Les trafiquants rivalisent d’ingéniosité pour dissimuler de la drogue et déjouer la vigilance des autorités. D’après nos informations, les douaniers de Nouvelle-Calédonie, aidés ensuite par les enquêteurs de la direction territoriale de la police nationale (DTPN), ont démantelé un réseau d’importation de cocaïne qui se développait depuis décembre 2021 à Nouméa.
L’affaire commence par un contrôle de routine des douaniers au centre de traitement postal de l’OPT, à la mi-avril. Equipés de moyens de surveillance et de détection à la pointe depuis plusieurs mois, les agents, spécialement formés à ces techniques d’interception, sont attirés par un colis suspect en provenance d’Argelès-sur-Mer, en Métropole. Le paquet est délicatement ouvert. A l’intérieur, des confiseries et un banal pot de Nutella dans lequel une partie de la pâte à tartiner a été retirée pour y dissimuler un caillou de cocaïne de près de 160 grammes.
Les autorités décident alors de laisser partir le colis et d’attendre que le destinataire le récupère. Aux aguets pendant plusieurs jours, les douaniers passent à l’action lorsqu’un homme se présente à une agence OPT de Nouméa pour récupérer le fameux colis. Le piège s’est refermé sur lui-même. Menottes aux poignets, il est conduit en rétention douanière pour être interrogé.
Jusqu’à 30 000 francs le gramme
Toujours sous la direction du parquet de Nouméa, les policiers nationaux prennent la suite du dossier et multiplient les investigations pour tenter de remonter la piste de ce qui apparait assez vite comme un réseau bien organisé. Trois suspects sont interpellés. Leurs domiciles, perquisitionnés - du cannabis et plus de 500 000 francs en billets sont saisis. Et le contenu de leurs téléphones portables, exploité.
L’enquête a ainsi permis d’établir que le trafic était organisé depuis la Métropole vers la Nouvelle-Calédonie. Interrogé par la rédaction, le procureur de la République Yves Dupas confirme l’information. Précisant que "le colis était adressé à un individu domicilié à Nouméa qui se chargeait de récupérer la drogue et de l’entreposer dans les locaux d’une entreprise avant de l’écouler".

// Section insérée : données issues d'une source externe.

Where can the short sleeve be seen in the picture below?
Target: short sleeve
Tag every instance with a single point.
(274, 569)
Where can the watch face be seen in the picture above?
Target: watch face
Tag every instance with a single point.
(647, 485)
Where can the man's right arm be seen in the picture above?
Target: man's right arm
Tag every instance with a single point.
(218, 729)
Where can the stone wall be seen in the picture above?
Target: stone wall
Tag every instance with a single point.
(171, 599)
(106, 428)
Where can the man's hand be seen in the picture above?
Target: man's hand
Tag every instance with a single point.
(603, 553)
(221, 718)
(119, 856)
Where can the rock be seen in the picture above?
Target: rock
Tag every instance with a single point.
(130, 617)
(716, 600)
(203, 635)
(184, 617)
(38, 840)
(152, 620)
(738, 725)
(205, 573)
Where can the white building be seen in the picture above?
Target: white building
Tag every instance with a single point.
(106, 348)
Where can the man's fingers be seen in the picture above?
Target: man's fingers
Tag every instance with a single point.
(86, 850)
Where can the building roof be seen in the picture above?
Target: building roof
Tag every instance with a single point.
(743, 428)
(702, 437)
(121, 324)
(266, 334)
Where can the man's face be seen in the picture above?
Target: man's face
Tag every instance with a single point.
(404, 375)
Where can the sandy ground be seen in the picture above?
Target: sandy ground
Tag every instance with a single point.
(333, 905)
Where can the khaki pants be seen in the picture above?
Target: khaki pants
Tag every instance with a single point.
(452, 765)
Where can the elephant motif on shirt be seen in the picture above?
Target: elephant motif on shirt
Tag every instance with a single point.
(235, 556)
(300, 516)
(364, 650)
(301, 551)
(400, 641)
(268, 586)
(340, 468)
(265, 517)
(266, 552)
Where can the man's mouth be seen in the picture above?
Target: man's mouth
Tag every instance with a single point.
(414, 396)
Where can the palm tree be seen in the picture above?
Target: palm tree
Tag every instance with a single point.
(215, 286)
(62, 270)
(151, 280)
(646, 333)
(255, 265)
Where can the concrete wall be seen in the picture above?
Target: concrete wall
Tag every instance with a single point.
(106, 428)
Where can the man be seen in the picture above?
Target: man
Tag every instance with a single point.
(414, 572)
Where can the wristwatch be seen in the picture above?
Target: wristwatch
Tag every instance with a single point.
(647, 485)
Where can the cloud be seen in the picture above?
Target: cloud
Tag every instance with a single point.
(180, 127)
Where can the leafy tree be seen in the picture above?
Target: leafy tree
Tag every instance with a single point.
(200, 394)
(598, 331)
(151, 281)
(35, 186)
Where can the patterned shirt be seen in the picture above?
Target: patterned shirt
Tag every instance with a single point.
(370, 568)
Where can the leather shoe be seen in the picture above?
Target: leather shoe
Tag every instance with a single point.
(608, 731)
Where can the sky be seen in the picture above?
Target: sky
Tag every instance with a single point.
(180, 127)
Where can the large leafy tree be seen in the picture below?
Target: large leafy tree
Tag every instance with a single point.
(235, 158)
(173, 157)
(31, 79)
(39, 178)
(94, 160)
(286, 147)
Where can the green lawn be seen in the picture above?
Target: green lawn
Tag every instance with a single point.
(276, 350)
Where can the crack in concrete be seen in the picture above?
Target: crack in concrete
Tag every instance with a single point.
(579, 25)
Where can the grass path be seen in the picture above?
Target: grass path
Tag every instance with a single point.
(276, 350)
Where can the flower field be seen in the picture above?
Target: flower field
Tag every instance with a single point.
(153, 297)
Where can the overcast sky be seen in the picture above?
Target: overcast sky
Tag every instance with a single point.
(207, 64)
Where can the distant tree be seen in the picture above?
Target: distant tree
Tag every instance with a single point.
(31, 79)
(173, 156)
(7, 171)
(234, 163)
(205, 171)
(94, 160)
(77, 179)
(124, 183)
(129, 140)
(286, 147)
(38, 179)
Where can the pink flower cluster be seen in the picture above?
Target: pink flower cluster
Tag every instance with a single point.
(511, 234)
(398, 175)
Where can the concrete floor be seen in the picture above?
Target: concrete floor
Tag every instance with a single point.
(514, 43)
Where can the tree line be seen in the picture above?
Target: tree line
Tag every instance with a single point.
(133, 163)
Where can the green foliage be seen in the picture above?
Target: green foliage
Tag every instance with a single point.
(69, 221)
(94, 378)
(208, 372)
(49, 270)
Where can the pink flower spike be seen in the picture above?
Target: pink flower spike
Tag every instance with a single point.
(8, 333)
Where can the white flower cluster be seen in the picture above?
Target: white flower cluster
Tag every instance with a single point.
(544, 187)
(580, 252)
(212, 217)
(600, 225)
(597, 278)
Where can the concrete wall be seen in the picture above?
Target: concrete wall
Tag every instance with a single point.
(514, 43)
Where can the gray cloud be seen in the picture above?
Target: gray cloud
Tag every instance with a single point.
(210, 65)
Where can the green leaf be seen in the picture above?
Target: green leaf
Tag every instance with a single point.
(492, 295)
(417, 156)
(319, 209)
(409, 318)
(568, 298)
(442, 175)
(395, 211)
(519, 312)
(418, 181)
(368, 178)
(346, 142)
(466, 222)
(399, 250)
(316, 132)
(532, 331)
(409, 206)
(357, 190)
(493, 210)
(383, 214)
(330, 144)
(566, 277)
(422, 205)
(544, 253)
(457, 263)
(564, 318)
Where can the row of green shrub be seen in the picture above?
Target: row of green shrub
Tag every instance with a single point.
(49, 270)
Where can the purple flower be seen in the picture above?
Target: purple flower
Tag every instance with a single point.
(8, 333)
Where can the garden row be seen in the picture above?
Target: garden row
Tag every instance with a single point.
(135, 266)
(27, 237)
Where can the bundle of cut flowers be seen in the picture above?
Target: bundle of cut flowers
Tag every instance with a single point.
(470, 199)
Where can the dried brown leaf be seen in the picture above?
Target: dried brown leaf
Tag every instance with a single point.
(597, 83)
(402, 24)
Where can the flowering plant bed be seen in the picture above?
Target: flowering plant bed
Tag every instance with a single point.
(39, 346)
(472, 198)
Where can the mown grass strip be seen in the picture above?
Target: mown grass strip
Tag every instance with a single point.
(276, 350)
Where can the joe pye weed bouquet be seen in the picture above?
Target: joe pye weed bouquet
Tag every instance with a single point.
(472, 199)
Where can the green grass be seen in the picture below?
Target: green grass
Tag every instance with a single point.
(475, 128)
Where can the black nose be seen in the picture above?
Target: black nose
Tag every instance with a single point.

Auditionnés en garde à vue, les trois suspects ont reconnu que la poudre blanche devait être coupée avant d’être revendue jusqu’à 30 000 francs le gramme à des consommateurs calédoniens. En quelques mois, douze colis ont ainsi été envoyés de Métropole et réceptionnés à Nouméa.
Un "mécanisme de blanchiment"
Les enquêteurs ont surtout mis au jour "un mécanisme de blanchiment" puisque "les sommes d’argent provenant de la vente de la drogue étaient injectées dans l’activité de la société au sein de laquelle était stockée la drogue, avec la complicité du gérant qui payait certains de ses fournisseurs ou s’octroyait un salaire", détaille le procureur de la République. Le fournisseur de la cocaïne, domicilié en Métropole, "recevait également des sommes présentées sous forme de salaires".
Une fois les trois suspects déférés au palais de justice, le parquet a décidé de les convoquer dans le cadre d’une comparution à délai différé. Ils seront jugés la semaine prochaine devant le tribunal correctionnel de Nouméa. Dans l’attente du procès, celui qui apparait comme l’organisateur principal de ce trafic, un chef d’entreprise d’une cinquantaine d’années, a été placé en détention provisoire au Camp-Est.
Condamné en 2021 pour fraude fiscale, il a formulé une demande de mise en liberté qui a été refusée par la cour d’appel de Nouméa. C’est donc entouré d’une escorte policière qu’il sera traduit devant la justice. Les trois trafiquants présumés risquent une peine de dix ans de prison et une forte amende douanière.
Multiplication des saisies
"Les douaniers ont réalisé un excellent travail de détection et de suivi dans le cadre de la procédure de ‘livraison surveillée’. Une enquête riche et de qualité a ensuite été menée par les policiers pour faire la lumière sur cette organisation", salue le procureur Yves Dupas.
Ce n’est pas la première fois que les douaniers interceptent des colis bourrés de drogue. Les trafiquants ont toujours privilégié la voie postale pour acheminer la marchandise jusqu’ici, espérant qu’elle passe inaperçue dans le flux quotidien du fret postal. Le phénomène semble prendre de l’ampleur depuis quelque temps : entre 2021 et 2022, les saisies de drogues de synthèse ont été multipliées par dix par les douaniers.
Dernièrement, en février, un kilo de cocaïne quasi-pure avait été découvert caché dans une enceinte portable et intercepté par les douaniers. La plus importante saisie jamais réalisée sur le Caillou.